Black Panther: The Album | Various Artists

Roaring into a number 1 debut on the Billboard 200 chart, this Kendrick Lamar and TDE executive-produced album features music from and inspired by Marvel‘s motion picture Black Panther. Feeding off the popularity of the film, Lamar brings together some of the biggest names in R&B, Hip Hop and Soul. The influence of Lamar’s most recent LP, DAMN, is scattered throughout the project, from samples to production. The combination of numerous artists and the star power that many of them bring allows for a range of topics to be explored musically.

Lamar is featured on essentially every song, credited and uncredited, due to his executive role on the album. He opens it with the solo take “Black Panther,” in which the current King of Hip Hop details what makes up a king and what pressures fall under his reign. The song, a mixture of a lightly-backed piano melody and tribal-influenced percussion, is featured in the actual movie and makes mention of King T'challa (also known as Black Panther), protagonist of the film.

Moving from fictional characters to actual African artists with extraordinary talents we have the genre-blending, Lamar-produced track “Seasons” from South Africa’s Sjava, one of many international artists featured. Also joining him on the track are Reason and Mozzy, the album’s less recognizable artist depending what continent you’re on. Sjava handles the first verse in a reggae-like fashion which later morphs into a Hip Hop/ Afro mix that anyone can enjoy. Other South African artists on the album are Babes Wodumo, Yugen Blakrok, and Saudi.

The compilation’s fourth track, “The Ways,” is a Khalid and Swae Lee (of the duo Rae Sremmurd) serenade backed by additional Lamar vocals. Coming off a breakout 2017, Khalid’s voice fits perfectly on the BADBADNOTGOOD-produced song, creating a laidback radio hit. The production is slower paced, allowing Khalid to deliver his autotune-laced vocals without sacrificing clarity. The song’s second half is handled by Lee, who utilizes autotune in a similar fashion, creating one of the best songs on the entire project.
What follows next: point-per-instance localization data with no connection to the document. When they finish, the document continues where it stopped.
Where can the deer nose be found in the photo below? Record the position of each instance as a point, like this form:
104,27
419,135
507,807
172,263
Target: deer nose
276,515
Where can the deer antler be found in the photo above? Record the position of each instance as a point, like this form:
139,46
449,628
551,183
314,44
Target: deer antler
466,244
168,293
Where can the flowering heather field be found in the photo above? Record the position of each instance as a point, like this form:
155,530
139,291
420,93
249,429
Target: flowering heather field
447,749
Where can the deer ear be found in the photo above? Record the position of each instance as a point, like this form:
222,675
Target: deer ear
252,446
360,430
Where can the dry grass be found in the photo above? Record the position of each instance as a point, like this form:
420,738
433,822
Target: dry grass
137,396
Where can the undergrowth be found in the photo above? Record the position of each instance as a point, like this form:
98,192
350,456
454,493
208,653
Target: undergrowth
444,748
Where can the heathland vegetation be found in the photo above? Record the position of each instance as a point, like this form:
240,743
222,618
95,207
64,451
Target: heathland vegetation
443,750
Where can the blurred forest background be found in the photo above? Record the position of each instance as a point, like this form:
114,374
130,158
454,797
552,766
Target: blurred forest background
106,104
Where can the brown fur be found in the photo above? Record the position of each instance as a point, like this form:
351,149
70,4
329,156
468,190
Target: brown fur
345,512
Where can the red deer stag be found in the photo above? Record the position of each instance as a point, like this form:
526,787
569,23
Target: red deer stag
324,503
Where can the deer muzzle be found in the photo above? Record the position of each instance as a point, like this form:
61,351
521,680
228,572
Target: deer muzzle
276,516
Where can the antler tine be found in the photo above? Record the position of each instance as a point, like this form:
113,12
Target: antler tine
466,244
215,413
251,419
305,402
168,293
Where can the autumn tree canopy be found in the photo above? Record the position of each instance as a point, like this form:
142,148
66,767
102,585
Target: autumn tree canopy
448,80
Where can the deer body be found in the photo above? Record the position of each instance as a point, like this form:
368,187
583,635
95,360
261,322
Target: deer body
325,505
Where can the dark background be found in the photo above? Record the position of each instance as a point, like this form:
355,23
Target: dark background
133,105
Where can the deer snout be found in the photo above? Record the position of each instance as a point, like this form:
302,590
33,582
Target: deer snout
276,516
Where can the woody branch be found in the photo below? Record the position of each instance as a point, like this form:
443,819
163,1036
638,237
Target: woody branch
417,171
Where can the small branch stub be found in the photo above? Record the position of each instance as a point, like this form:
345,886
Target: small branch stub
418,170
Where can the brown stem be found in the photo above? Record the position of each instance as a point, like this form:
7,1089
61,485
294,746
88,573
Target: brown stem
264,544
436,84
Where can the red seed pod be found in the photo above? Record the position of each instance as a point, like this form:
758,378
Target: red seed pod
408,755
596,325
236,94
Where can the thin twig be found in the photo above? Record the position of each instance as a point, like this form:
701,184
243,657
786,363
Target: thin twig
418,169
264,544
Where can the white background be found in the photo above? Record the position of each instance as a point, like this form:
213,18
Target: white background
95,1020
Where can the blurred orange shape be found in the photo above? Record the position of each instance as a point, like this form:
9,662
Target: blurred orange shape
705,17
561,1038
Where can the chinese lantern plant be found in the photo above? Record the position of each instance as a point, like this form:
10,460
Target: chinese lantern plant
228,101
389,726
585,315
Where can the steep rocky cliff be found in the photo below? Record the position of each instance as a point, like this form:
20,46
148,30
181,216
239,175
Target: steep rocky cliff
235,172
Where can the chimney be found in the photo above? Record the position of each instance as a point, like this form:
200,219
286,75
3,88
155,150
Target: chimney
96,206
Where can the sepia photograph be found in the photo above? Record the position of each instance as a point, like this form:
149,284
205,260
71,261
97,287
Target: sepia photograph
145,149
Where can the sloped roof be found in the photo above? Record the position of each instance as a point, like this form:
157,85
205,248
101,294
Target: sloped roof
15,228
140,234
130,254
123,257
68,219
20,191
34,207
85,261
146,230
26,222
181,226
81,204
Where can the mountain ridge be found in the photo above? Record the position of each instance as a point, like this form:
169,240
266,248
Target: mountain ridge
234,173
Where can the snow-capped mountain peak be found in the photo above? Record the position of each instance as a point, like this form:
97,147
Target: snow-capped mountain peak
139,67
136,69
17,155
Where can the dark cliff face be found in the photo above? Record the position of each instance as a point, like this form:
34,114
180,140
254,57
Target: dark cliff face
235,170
Unlike many other soundtracks and Disney subsidiaries, this album doesn’t stay too in line with the actual movie or its characters. Instead, Lamar uses vocal samplings from the movie as well as concepts relating to the film for his artists to incorporate. This unorthodox soundtrack format strikes lighting more than once, perhaps no better than on the hidden gem “Paramedic.” It begins with Lamar in a spacy voice saying, “I am Killmonger” (Black Panther’s main antagonist). This is followed by a brief verse by Zacari, whose voice provides harmonic peace before the production picks up again. Once the track reaches the 22-second mark there’s a shift in production to typical West-Coast Hip Hop, with the California group SOB X RBE handling most of the track vocally from then on.

Black Panther: The Album not only spawned hits but is also very well put together. Following his Grammy-winning DAMN, Lamar is back and better than ever. Continuing with similar sounds from previous work he helps shape one of the best compilations of music in recent memory.